Tencent beat earnings expectations thanks to ads and a whopping one-time gain, buying it time to find an answer for its plateauing core gaming business.
The social media titan posted net income of ¥23.3bn ($3.4bn) for the September quarter after recording a windfall of ¥8.8bn from investments, including the debut of Meituan Dianping. But revenue grew at its slowest pace in three years as a Chinese clampdown on gaming licenses continued to hammer its bread-and-butter division.
The government has effectively frozen new game approvals, which means Tencent’s been unable to make money off global hits Fortnite and PlayerUnknown’s Battlegrounds. That’s seen the stock - the biggest member of the MSCI Asia Pacific Index - shed more than $240bn of market value since a January peak. While China is trying to combat gaming addiction and is reshuffling regulators, uncertainty persists with Tencent counting on its WeChat social network, advertising and belt-tightening to tide it over the drought.
“People are just relieved that they didn’t perform even worse, so the shares could open up higher,” said Li Yujie, an analyst at RHB Research Institute in Hong Kong. “But the shares might not hold up for the full day, because if you look beyond the headline figures, you can see its gaming business is under stress.”
Tencent’s earnings also bucked a recent trend of disappointing results from China’s technology companies as a slowdown in the economy dampens the outlook. Alibaba cut its outlook for annual revenue, while search leader Baidu also predicted sales below estimates. Naspers, the biggest shareholder in Tencent, gained more than 3% in Johannesburg.
The profit rise of 30% compares with analyst estimates for growth of about 2%.
“Advertising growth helped the company in revenue this quarter,” said Benjamin Wu, a Shanghai-based analyst at Pacific Epoch. “Its gaming business wasn’t great, the PC gaming revenue is dropping when the third quarter is supposed to be a strong season, that spells trouble for the full year.”
Tencent still commands a powerful asset in WeChat: the ubiquitous messaging service used by more than a billion people to shop, pay for services and hail rides. That’s a massive population of longer-term consumers not just for games and ads but also fledgling services from video to financial services.
The company is also the biggest backer of Meituan, a food delivery and local services giant that held its initial public offering in September and provides another avenue to reach consumers.

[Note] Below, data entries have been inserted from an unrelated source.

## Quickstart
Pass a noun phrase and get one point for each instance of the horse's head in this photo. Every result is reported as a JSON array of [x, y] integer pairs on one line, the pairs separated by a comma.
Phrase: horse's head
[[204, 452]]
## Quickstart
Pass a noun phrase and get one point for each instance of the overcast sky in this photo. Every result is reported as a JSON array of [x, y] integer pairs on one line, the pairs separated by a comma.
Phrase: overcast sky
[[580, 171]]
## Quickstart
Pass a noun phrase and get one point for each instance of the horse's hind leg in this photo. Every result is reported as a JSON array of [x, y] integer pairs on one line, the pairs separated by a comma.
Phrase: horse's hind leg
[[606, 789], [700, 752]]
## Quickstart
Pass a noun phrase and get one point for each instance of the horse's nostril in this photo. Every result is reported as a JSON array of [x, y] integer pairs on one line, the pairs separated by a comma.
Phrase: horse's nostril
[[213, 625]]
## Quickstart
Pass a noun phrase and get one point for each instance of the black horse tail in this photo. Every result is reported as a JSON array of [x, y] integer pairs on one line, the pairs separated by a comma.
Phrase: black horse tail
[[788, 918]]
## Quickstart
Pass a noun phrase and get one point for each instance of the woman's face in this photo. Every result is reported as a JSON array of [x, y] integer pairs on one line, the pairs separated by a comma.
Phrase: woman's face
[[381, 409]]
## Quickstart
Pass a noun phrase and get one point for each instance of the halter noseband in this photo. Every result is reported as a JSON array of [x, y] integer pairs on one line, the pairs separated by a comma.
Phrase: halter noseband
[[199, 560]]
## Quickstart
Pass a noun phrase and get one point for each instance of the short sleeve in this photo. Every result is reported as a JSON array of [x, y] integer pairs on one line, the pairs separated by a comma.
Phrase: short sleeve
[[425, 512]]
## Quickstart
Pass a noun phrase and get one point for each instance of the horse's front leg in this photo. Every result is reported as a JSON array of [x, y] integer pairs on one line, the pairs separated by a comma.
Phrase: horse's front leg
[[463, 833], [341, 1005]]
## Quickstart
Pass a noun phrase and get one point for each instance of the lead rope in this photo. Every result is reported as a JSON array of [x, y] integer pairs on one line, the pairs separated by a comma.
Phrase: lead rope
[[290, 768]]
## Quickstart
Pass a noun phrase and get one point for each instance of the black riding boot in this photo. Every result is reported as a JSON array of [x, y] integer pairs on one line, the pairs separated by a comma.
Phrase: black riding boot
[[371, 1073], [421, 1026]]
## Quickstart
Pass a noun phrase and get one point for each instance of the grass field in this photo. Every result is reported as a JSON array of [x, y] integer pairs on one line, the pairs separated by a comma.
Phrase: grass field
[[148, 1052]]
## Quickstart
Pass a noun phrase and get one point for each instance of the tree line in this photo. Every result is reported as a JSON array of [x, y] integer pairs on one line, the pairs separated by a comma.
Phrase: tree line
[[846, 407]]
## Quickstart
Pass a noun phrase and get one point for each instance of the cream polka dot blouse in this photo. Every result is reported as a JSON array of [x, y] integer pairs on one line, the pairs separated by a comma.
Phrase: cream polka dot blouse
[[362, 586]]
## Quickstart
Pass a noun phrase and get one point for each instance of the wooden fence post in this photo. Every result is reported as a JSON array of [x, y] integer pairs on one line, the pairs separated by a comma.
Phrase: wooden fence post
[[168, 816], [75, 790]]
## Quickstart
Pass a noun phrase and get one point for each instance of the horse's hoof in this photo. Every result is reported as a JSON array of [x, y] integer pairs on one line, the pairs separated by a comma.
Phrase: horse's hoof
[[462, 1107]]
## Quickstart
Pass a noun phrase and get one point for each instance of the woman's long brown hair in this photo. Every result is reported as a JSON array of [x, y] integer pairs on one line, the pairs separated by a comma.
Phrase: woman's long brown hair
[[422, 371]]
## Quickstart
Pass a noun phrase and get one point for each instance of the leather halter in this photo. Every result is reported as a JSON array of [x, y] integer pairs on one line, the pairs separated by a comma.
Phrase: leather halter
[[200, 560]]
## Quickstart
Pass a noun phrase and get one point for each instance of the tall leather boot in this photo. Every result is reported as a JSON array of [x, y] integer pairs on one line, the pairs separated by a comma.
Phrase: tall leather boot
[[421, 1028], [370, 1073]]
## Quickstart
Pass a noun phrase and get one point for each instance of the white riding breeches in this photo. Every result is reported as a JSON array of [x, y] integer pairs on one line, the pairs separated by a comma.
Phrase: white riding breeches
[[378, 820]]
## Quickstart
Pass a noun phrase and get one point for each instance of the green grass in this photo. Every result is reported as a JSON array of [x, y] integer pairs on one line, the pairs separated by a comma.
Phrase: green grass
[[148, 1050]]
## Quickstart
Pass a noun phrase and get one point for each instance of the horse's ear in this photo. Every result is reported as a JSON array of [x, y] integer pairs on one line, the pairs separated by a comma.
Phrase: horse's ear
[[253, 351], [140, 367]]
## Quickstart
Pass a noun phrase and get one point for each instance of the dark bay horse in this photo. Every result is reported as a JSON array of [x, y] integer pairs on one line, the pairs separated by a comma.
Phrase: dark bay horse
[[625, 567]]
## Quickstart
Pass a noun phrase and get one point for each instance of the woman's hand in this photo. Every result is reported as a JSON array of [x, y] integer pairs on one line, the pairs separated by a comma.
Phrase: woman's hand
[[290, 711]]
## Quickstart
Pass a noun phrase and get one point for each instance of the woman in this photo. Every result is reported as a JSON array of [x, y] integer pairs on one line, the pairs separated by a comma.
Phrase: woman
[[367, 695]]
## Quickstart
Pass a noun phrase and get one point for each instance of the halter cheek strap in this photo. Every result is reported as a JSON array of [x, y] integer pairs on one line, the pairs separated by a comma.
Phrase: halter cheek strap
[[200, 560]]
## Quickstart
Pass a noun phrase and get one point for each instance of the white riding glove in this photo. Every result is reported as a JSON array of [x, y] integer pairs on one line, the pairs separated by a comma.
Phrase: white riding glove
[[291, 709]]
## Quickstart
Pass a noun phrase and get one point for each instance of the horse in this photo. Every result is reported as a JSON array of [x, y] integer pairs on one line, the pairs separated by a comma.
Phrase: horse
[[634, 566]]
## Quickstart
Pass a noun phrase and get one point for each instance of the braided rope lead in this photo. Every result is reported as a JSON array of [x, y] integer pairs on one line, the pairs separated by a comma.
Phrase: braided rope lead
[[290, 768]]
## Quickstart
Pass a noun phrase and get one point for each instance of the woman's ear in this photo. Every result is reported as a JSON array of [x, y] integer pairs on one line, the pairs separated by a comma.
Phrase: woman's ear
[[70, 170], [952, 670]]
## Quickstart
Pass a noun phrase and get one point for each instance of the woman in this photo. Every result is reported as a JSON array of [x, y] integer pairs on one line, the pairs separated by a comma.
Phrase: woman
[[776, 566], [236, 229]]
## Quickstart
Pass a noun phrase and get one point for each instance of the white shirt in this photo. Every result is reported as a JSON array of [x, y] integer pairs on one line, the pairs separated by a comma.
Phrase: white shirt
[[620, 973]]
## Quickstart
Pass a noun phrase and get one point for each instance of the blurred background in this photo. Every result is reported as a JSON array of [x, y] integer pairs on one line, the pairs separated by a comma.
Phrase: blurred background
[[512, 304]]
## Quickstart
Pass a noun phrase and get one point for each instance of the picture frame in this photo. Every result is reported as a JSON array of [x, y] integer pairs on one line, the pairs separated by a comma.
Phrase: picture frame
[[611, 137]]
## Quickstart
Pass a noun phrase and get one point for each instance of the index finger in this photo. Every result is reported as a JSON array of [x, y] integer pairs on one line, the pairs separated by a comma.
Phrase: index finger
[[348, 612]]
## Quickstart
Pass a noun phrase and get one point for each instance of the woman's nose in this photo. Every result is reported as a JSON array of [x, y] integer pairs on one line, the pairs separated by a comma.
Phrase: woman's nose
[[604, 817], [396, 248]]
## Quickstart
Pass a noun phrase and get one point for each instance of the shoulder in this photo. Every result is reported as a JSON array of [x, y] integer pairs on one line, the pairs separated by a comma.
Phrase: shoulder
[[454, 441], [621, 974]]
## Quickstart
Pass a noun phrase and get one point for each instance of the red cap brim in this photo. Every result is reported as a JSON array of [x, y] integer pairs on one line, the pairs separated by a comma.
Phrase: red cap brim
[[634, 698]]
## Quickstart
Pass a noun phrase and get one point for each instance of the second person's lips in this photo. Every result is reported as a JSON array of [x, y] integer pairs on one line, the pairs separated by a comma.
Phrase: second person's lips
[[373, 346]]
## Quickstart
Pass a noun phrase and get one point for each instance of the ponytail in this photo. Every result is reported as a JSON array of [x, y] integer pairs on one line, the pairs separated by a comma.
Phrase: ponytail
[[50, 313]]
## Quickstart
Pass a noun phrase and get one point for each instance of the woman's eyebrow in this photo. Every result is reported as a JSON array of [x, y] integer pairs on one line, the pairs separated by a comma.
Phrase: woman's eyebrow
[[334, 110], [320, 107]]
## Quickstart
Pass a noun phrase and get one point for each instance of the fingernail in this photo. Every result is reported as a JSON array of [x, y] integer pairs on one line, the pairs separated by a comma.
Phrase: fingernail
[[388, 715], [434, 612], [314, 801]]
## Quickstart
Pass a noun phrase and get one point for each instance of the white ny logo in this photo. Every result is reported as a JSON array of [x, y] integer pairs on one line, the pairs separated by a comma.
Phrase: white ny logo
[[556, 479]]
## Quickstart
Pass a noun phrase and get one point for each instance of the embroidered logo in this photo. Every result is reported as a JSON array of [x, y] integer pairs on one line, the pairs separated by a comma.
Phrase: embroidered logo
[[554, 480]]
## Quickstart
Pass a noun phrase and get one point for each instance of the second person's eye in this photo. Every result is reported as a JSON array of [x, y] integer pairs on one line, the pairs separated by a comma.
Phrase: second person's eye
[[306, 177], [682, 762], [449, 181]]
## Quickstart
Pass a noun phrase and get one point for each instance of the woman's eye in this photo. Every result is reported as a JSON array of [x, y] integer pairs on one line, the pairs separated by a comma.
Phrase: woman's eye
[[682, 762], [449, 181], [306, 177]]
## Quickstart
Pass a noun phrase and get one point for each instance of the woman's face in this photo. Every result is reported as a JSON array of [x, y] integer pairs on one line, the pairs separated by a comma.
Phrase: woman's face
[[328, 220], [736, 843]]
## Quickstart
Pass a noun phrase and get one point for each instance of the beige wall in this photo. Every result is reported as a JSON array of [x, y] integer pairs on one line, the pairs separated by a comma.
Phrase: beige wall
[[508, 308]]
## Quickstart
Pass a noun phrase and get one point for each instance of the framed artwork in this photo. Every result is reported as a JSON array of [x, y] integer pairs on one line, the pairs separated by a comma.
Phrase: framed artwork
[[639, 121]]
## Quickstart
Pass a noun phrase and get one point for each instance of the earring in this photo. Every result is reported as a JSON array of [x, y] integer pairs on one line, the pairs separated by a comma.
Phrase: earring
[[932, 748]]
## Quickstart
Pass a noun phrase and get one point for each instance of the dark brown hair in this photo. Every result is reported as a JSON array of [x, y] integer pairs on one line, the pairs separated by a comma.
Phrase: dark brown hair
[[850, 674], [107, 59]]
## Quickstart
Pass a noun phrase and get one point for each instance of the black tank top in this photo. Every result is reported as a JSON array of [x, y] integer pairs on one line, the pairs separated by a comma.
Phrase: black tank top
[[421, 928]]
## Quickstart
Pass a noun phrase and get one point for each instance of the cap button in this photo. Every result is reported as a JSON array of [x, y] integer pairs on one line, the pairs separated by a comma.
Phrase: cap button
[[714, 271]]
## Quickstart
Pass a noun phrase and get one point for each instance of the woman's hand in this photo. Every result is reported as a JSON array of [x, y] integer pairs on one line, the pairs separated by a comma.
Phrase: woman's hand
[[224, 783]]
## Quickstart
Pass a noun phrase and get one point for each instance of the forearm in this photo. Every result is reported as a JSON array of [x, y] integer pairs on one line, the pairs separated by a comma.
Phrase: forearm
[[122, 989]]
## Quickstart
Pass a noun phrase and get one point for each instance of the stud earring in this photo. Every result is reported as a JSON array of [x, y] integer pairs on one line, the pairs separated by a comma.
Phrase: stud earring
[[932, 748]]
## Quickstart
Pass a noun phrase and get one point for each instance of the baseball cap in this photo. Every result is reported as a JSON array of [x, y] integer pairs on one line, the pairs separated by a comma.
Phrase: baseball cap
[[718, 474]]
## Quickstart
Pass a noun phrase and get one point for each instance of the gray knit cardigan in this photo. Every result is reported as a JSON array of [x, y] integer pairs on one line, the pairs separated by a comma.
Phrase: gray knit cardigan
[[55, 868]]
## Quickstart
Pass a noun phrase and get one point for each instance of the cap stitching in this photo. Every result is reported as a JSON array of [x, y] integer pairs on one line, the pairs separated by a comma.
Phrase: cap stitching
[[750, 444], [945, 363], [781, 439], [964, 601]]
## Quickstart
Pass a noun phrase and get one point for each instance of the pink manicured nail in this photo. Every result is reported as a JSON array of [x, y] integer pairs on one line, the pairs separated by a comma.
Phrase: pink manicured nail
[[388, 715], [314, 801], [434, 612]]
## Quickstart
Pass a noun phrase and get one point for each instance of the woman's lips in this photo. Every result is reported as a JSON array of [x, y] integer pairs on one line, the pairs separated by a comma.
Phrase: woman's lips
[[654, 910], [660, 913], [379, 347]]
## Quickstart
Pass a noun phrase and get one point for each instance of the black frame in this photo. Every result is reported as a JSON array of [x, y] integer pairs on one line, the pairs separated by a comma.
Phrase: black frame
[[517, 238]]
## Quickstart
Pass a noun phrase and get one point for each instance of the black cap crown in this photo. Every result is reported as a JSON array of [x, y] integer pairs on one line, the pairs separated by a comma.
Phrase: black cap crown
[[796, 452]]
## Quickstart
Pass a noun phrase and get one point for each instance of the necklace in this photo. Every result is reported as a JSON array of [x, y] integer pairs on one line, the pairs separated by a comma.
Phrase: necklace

That sheer reach is helping power its marketing machine. Online advertising jumped 47R in the third quarter.
The gaming division however still yields more than half its revenue, though that proportion’s dropped steadily as Tencent leverages WeChat. The Value Added Services business, which includes games, grew just 5%. Drilling deeper, revenue from smartphone games climbed just 7%, while sales from PC titles dropped 15%.
Shares of Tencent fell 0.8% on Wednesday before the earnings were released. The stock has slumped 33% this year.
“Tencent’s growth in 3Q smartphone game sales could reverse because of China’s uncertain regulatory environment and typically negative 4Q seasonality,” said Vey-Sern Ling and Tiffany Tam, analysts with Bloomberg Intelligence. “The 11% sequential gain was driven by positive seasonality and new titles that received monetisation approvals prior to a regulatory freeze.”